The Drone Race For Rural Chinese eCommerce

Though the People’s Republic of China lays claim to some of the most densely populated urban centers in the world, just 54 percent of the most populous country’s citizenry calls one or another of its cities home. That leaves about 600 million people unevenly spread across the remainder of China’s 5.8 million square miles, and they all have the same appetite for eCommerce as their city-dwelling brethren.

That’s why instead of waiting for modern infrastructure to catch up, eRetailer JD.com is bringing drone deliveries to the inland river plains and mountain ranges of China — whether consumers are ready for them or not.

The Wall Street Journal has the story of China’s second-largest eCommerce company racing to widen its logistical footprint away from the major cities along the country’s coast. Instead of going the airborne route, why wouldn’t JD.com opt to use its existing fleet of delivery trucks? While those vehicles might be able to move efficiently in cities, WSJ noted that China’s interior is characterized by remote villages and hamlets connected by narrow and often unpaved roadways — even the last mile can sometimes take one-lane footpaths between rice paddies and farmland.
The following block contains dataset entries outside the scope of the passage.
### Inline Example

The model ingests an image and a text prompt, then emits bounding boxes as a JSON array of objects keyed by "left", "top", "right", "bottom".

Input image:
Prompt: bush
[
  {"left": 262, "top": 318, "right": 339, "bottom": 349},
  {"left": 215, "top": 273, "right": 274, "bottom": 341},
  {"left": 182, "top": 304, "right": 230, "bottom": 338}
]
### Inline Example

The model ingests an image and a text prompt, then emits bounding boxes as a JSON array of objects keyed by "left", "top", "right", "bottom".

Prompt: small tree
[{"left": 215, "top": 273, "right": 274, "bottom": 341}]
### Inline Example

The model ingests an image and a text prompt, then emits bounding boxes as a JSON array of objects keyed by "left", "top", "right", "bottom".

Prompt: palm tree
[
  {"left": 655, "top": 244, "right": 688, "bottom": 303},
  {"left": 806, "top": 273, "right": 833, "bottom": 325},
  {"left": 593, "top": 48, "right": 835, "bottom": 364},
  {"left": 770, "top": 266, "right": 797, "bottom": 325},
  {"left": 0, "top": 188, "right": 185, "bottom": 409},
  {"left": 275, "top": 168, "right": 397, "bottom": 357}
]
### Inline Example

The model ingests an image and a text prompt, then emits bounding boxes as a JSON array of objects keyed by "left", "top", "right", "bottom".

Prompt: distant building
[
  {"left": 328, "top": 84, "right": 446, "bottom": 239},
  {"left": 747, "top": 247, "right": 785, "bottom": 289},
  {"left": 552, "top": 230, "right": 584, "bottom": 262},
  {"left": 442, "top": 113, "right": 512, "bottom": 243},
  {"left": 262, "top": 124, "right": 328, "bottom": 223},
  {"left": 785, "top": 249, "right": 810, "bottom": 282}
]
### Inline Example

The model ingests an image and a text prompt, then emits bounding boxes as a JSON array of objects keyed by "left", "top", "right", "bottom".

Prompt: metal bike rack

While JD’s trucks can certainly make the trips if need be, the geography of inner China demands a new piece of delivery equipment to achieve the same level of delivery speed and efficiency that JD and its chief rival, Alibaba, exhibit in China’s cities.

Josh Gartner, a spokesman for JD.com, told Quartz that his company has begun to compliment its normal delivery services in rural areas with the spot use of drones for shipments to villages trucks it would otherwise struggle getting to. Even though JD’s drones aren’t yet dropping packages off in customers’ backyards, the flying machines can ferry orders to rural distribution centers, which are then swiftly carried to their final destinations by human couriers.

What’s more is that these drones don’t have to embark on multi-hour flights over stretches of uninhabited terrain. In many cases, the use of a drone for trips to distribution centers just over six miles of difficult roads can be a massive time- and resource-saver.

“What we’ve discovered is that the places that are very hard to get to, they aren’t far from more developed areas,” Gartner told Quartz.

However, if JD.com, Alibaba and other Chinese eCommerce brands want to leapfrog the road-building stage of infrastructure development, they’ll have to confront other consumer behavior issues as a result. Quartz reported that JD.com spent much of 2015 hiring and training about 150,000 “village promoters,” who not only monitored deliveries for speed and accuracy but also taught their neighbors and fellow villagers how to set up an account and start ordering from JD.com.

As expected, JD’s drone program is, at best, burgeoning. Drones can only carry a single package at a time, and their flight distance capabilities still leave something to be desired. However, eCommerce experts are arriving at the consensus that drone-based deliveries aren’t just a quirky tech luxury; in a few years’ time, they’ll be required processes in rural China, urban America and everywhere in between.

“Every company that touches or deals with logistics and transportation probably needs to actively or passively have some kind of drone strategy,” Guy-Frederic Courtin, vice president and principal analyst at Constellation Research, told ZDNet. “Now is the time.”

For American retailers, functional drone programs can help merchants win the war of same-day delivery; for Chinese eCommerce giants, drones can help them win the war for the as-yet-undecided 600 million shoppers outside of its cities.

Or, like a poorly built drone, they might see themselves crash and burn in the process.